I totally get you. Playing live will increase our interconnectivity, basically.

Playing live and I think creating platforms, like this, where you’re interviewing Lo-Fi producers. Having sit downs with them, talking with them about their process, talking about how they come up with their ideas, talking about what speaks to them. All that different stuff. I think that’s the only way we can grow with the community and keep going. Like there was no Memphis Lo-Fi scene until I just raised my hand and said, hey, I want to do some Lo-Fi shows in Memphis!

What’s next for Odd Wilson? What’s coming up that we should be excited about?

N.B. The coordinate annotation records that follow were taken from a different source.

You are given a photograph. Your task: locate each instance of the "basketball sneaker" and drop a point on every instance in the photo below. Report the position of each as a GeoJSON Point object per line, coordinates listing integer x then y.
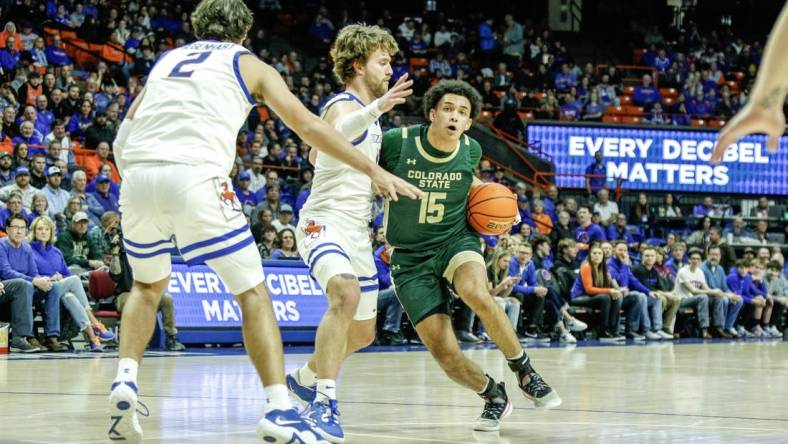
{"type": "Point", "coordinates": [496, 407]}
{"type": "Point", "coordinates": [124, 424]}
{"type": "Point", "coordinates": [304, 393]}
{"type": "Point", "coordinates": [286, 426]}
{"type": "Point", "coordinates": [323, 416]}
{"type": "Point", "coordinates": [533, 386]}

You definitely should be excited about this beat tape I’m working on. I’m working on a full length beat tape. As you mentioned earlier, I do play around with sounds, and I do do a lot of different things, so this beat tape is going to be a departure from anything… well it’s not really a departure. I’m basically going back into sampling. But it’s going to be a more upbeat, more happy feeling project. I’m picking some very unique samples. I’m going in a more Flamingosis style production with this one. A little different. And I got some dope features on this particular project. I think you’re going to like it. It’s still in that Lo-Fi Chillhop vein, but it’s going to be a little bit more upbeat. In a totally Odd Wilson way.